Today, we woke to news that one of the world’s most celebrated chefs, Benoît Violier, had taken his own life.
The 44-year-old shot himself just one month after he was voted the best chef in the world.
In December, Violier’s famed restaurant, Restaurant de l’Hôtel de Ville – which is booked months in advance – was named the best out of 1000 restaurants in 48 countries by France’s La Liste. The prestigious award was presented at the French foreign ministry.
Naturally, questions are swirling as to what would inspire the handsome and charismatic chef, who was on top of his profession and in the prime of his life, to do such a thing.
From the outside, Violier’s self-made life seemed like a dream come true; in additional to his professional success, he was married to a beautiful woman, had a 12-year-old son, and enjoyed an active social life. Life had thrown some recent curveballs, however, with the loss of his father last April and the death of his mentor, the great Swiss chef Philippe Rochat, a few months later.
By now, we know that mental health issues don’t discriminate, and that things like depression can affect anyone – from a pretty and popular university student to Hollywood stars. Famous chefs are not immune either. It should be noted, however, that there is currently no indication that Violier suffered from mental health issues. Though some have been quick to point to the pressures faced by top chefs.
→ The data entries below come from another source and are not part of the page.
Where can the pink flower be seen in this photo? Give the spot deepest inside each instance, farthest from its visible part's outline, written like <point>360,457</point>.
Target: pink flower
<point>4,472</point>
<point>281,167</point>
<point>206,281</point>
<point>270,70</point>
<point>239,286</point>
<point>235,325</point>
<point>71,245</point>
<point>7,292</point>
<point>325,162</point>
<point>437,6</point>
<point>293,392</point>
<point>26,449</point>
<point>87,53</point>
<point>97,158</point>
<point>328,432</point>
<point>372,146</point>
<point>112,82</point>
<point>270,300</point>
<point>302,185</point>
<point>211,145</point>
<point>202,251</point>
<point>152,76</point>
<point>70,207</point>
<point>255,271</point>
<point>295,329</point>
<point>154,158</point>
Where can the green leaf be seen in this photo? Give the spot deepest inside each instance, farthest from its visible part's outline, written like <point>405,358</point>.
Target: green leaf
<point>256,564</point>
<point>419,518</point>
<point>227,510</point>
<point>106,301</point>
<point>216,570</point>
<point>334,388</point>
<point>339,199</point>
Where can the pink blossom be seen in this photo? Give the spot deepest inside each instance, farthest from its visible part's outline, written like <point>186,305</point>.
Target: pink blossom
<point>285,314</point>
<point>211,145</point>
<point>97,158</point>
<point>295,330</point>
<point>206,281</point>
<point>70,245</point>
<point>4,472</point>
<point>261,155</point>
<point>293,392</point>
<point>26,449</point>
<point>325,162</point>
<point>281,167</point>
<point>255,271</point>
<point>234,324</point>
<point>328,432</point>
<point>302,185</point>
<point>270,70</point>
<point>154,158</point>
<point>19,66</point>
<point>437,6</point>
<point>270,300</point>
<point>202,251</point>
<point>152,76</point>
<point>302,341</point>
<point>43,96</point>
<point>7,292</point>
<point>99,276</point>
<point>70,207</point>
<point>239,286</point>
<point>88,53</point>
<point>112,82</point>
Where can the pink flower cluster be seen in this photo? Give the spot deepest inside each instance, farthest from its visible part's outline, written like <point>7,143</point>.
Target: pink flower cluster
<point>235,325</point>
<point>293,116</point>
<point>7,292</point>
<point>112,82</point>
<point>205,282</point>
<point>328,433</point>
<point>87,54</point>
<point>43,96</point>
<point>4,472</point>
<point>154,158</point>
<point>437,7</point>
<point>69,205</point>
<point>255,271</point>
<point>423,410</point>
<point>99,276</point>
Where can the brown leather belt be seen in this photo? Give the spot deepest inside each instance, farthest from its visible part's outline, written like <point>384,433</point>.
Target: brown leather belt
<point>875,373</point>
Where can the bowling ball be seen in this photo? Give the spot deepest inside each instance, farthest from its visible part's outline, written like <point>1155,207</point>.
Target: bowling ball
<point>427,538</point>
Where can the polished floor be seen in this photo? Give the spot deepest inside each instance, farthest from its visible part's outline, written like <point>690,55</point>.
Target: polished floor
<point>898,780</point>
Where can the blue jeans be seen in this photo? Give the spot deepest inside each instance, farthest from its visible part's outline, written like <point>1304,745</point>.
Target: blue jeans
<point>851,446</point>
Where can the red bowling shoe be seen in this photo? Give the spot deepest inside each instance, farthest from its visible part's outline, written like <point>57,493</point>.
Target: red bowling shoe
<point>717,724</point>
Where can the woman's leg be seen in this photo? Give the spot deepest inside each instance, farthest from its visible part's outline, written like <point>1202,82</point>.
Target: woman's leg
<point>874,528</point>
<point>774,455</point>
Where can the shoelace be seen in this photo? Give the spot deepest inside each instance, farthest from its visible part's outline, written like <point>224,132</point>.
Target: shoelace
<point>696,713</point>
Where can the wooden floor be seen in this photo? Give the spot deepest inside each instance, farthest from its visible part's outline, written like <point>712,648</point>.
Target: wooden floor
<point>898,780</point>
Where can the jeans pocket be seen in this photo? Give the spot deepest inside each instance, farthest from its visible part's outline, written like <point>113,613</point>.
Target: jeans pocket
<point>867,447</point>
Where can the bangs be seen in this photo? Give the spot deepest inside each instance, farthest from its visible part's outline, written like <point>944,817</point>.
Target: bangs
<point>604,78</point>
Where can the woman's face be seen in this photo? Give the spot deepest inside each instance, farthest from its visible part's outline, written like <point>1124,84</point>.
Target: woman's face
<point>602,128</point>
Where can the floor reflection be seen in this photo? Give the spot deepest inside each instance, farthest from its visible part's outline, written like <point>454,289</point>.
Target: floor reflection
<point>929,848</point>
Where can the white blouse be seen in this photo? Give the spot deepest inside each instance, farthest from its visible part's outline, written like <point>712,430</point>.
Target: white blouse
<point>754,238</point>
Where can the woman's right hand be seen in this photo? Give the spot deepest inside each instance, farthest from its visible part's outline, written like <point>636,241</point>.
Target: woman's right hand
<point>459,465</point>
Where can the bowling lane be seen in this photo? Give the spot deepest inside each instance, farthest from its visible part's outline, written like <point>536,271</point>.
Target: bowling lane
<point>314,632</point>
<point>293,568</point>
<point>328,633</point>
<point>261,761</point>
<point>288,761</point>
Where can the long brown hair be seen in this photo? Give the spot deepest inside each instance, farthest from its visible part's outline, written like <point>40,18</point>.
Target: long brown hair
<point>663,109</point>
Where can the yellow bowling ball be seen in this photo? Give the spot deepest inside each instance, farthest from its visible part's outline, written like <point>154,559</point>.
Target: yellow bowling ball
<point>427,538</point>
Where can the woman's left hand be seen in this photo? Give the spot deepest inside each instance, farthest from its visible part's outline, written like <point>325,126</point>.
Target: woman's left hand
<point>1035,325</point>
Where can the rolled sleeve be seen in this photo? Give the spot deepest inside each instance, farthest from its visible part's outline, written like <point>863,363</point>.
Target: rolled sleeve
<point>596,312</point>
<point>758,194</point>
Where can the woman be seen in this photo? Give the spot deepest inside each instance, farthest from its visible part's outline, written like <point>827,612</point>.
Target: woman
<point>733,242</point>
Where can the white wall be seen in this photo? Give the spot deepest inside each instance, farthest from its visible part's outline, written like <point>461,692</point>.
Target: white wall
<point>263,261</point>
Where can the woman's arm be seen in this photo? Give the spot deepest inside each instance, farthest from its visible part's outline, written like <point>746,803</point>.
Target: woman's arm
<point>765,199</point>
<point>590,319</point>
Violier isn’t the first celebrity chef to take his own life; in 2003, one of France’s most renowned chefs, 52-year-old Bernard Loiseau, shot himself with a hunting rifle. Reportedly depressed, overworked, and in heavy debt, Loiseau had recently lost points in a prestigious food guide.
In the coming days, further information will likely paint a clearer picture of the potential factors involved in the suicide. In the meantime, the death serves as another chilling and hard-hitting reminder that there is no typical “face” for suicide.